When I reached sixth grade, my teacher allowed me to skip all of my English assignments in exchange for me writing her a short story each week. In seventh grade, one of my stories placed second in an English class competition.

One of my favorite memories from childhood is telling my younger brother, David, a made-up story every night during the summers we slept in twin beds in our cool basement.

Storytelling seems to have been hardwired into my DNA.
I earned a BA in Communications/Journalism from Virginia Tech. While I was there, I took every creative writing class offered and wrote a story that placed second at a regional literary festival sponsored by nearby Hollins University. During my student days, I also worked half-time for two years as a reporter for The Roanoke Times.

After I graduated, I accepted a scholarship to earn an MA in English/fiction writing from Hollins University, where I wrote the first half of a novel. I then received a second scholarship and a teaching assistant position to pursue an MFA in fiction writing at the University of Arizona.

Shortly after I graduated, I published a story called “Second Honeymoon” in Concho River Review. After that, I decided to continue my writing education by working with master editor Tom Jenks. When Tom was a senior editor at Scribner’s, he completed Ernest Hemingway’s unfinished novel, The Garden of Eden, which became a bestseller.

I published two more stories, and then I decided to change gears and write a memoir called “Soul Breach” about the high level of illegal and unethical behavior I’d witnessed while working in the management consulting field. The story was published, and my good friend and editor, Kit McIlroy, told me it was the best piece I’d ever written, and he encouraged me to write more nonfiction.

I followed his advice and wrote and published magazine-length memoirs about the happiest, most intriguing, and worst moments in my life.
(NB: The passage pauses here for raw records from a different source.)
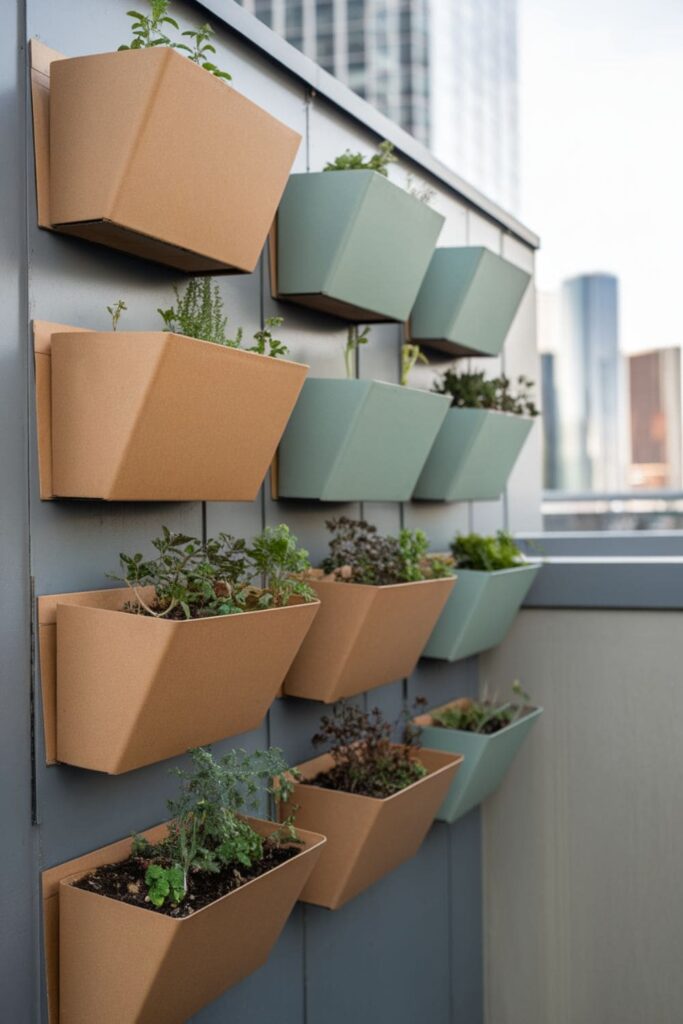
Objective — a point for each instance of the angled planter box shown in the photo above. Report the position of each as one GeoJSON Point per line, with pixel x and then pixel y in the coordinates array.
{"type": "Point", "coordinates": [365, 636]}
{"type": "Point", "coordinates": [116, 178]}
{"type": "Point", "coordinates": [479, 612]}
{"type": "Point", "coordinates": [473, 456]}
{"type": "Point", "coordinates": [468, 301]}
{"type": "Point", "coordinates": [353, 244]}
{"type": "Point", "coordinates": [134, 689]}
{"type": "Point", "coordinates": [487, 759]}
{"type": "Point", "coordinates": [367, 838]}
{"type": "Point", "coordinates": [152, 416]}
{"type": "Point", "coordinates": [120, 964]}
{"type": "Point", "coordinates": [357, 440]}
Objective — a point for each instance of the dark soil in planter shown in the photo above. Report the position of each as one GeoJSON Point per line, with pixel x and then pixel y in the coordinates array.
{"type": "Point", "coordinates": [380, 786]}
{"type": "Point", "coordinates": [125, 882]}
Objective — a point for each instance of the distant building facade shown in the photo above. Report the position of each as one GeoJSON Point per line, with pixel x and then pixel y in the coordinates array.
{"type": "Point", "coordinates": [444, 70]}
{"type": "Point", "coordinates": [656, 429]}
{"type": "Point", "coordinates": [589, 373]}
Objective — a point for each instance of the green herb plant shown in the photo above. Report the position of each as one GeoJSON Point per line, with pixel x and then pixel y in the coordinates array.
{"type": "Point", "coordinates": [199, 313]}
{"type": "Point", "coordinates": [410, 355]}
{"type": "Point", "coordinates": [379, 162]}
{"type": "Point", "coordinates": [484, 716]}
{"type": "Point", "coordinates": [359, 554]}
{"type": "Point", "coordinates": [152, 30]}
{"type": "Point", "coordinates": [486, 554]}
{"type": "Point", "coordinates": [366, 760]}
{"type": "Point", "coordinates": [208, 834]}
{"type": "Point", "coordinates": [354, 339]}
{"type": "Point", "coordinates": [475, 391]}
{"type": "Point", "coordinates": [222, 577]}
{"type": "Point", "coordinates": [115, 312]}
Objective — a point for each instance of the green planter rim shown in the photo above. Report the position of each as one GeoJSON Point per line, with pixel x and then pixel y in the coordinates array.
{"type": "Point", "coordinates": [534, 712]}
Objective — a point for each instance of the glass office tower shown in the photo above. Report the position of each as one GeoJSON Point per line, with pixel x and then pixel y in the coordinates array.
{"type": "Point", "coordinates": [444, 70]}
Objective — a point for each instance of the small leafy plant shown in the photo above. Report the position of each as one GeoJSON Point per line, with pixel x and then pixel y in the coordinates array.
{"type": "Point", "coordinates": [366, 760]}
{"type": "Point", "coordinates": [152, 30]}
{"type": "Point", "coordinates": [475, 391]}
{"type": "Point", "coordinates": [483, 716]}
{"type": "Point", "coordinates": [423, 193]}
{"type": "Point", "coordinates": [358, 554]}
{"type": "Point", "coordinates": [486, 554]}
{"type": "Point", "coordinates": [210, 848]}
{"type": "Point", "coordinates": [199, 313]}
{"type": "Point", "coordinates": [354, 339]}
{"type": "Point", "coordinates": [410, 355]}
{"type": "Point", "coordinates": [195, 580]}
{"type": "Point", "coordinates": [379, 162]}
{"type": "Point", "coordinates": [115, 312]}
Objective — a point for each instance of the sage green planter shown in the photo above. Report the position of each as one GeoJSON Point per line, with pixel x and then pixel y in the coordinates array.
{"type": "Point", "coordinates": [468, 301]}
{"type": "Point", "coordinates": [353, 244]}
{"type": "Point", "coordinates": [479, 611]}
{"type": "Point", "coordinates": [473, 456]}
{"type": "Point", "coordinates": [487, 759]}
{"type": "Point", "coordinates": [357, 440]}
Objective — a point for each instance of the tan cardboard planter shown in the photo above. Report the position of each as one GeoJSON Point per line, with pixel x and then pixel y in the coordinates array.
{"type": "Point", "coordinates": [153, 416]}
{"type": "Point", "coordinates": [365, 636]}
{"type": "Point", "coordinates": [133, 689]}
{"type": "Point", "coordinates": [109, 168]}
{"type": "Point", "coordinates": [124, 965]}
{"type": "Point", "coordinates": [367, 838]}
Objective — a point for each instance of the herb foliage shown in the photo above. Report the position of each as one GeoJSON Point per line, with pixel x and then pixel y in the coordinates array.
{"type": "Point", "coordinates": [359, 554]}
{"type": "Point", "coordinates": [410, 354]}
{"type": "Point", "coordinates": [486, 554]}
{"type": "Point", "coordinates": [366, 760]}
{"type": "Point", "coordinates": [222, 577]}
{"type": "Point", "coordinates": [354, 339]}
{"type": "Point", "coordinates": [208, 834]}
{"type": "Point", "coordinates": [199, 313]}
{"type": "Point", "coordinates": [379, 162]}
{"type": "Point", "coordinates": [475, 391]}
{"type": "Point", "coordinates": [483, 716]}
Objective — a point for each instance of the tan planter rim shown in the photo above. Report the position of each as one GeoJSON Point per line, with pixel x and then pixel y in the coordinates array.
{"type": "Point", "coordinates": [311, 842]}
{"type": "Point", "coordinates": [387, 586]}
{"type": "Point", "coordinates": [426, 721]}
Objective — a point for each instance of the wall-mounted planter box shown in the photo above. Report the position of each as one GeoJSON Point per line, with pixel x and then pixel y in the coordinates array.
{"type": "Point", "coordinates": [479, 612]}
{"type": "Point", "coordinates": [357, 440]}
{"type": "Point", "coordinates": [112, 963]}
{"type": "Point", "coordinates": [472, 456]}
{"type": "Point", "coordinates": [367, 838]}
{"type": "Point", "coordinates": [353, 244]}
{"type": "Point", "coordinates": [468, 301]}
{"type": "Point", "coordinates": [487, 759]}
{"type": "Point", "coordinates": [365, 636]}
{"type": "Point", "coordinates": [133, 689]}
{"type": "Point", "coordinates": [152, 416]}
{"type": "Point", "coordinates": [116, 177]}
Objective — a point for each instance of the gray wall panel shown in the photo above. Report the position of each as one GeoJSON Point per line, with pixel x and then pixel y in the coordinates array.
{"type": "Point", "coordinates": [384, 955]}
{"type": "Point", "coordinates": [17, 931]}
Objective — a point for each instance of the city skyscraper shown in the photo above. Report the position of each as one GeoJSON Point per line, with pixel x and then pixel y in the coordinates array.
{"type": "Point", "coordinates": [444, 70]}
{"type": "Point", "coordinates": [549, 421]}
{"type": "Point", "coordinates": [656, 438]}
{"type": "Point", "coordinates": [590, 386]}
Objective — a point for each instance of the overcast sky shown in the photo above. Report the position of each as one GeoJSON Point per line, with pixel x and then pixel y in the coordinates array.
{"type": "Point", "coordinates": [602, 152]}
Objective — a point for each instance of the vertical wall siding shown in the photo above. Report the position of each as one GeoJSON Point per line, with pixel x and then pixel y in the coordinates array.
{"type": "Point", "coordinates": [582, 844]}
{"type": "Point", "coordinates": [409, 948]}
These combined pieces became my first book, Less than Human: A Memoir (Black Rose Writing, 2016).

After that, I published memoirs on a wide variety of subjects, including two about my work as an assistant nurse in a poorly managed inner-city hospital populated by challenging patients, including violent mentally ill ones who often were not sedated or restrained.

“Keep writing about that hospital, and you’ve got your next book,” Kit said. I followed his advice, eventually producing my second book, Praying for Restraint: Frequent Flying with an Inner-City Hospital CNA (Legacy Book Press, 2021).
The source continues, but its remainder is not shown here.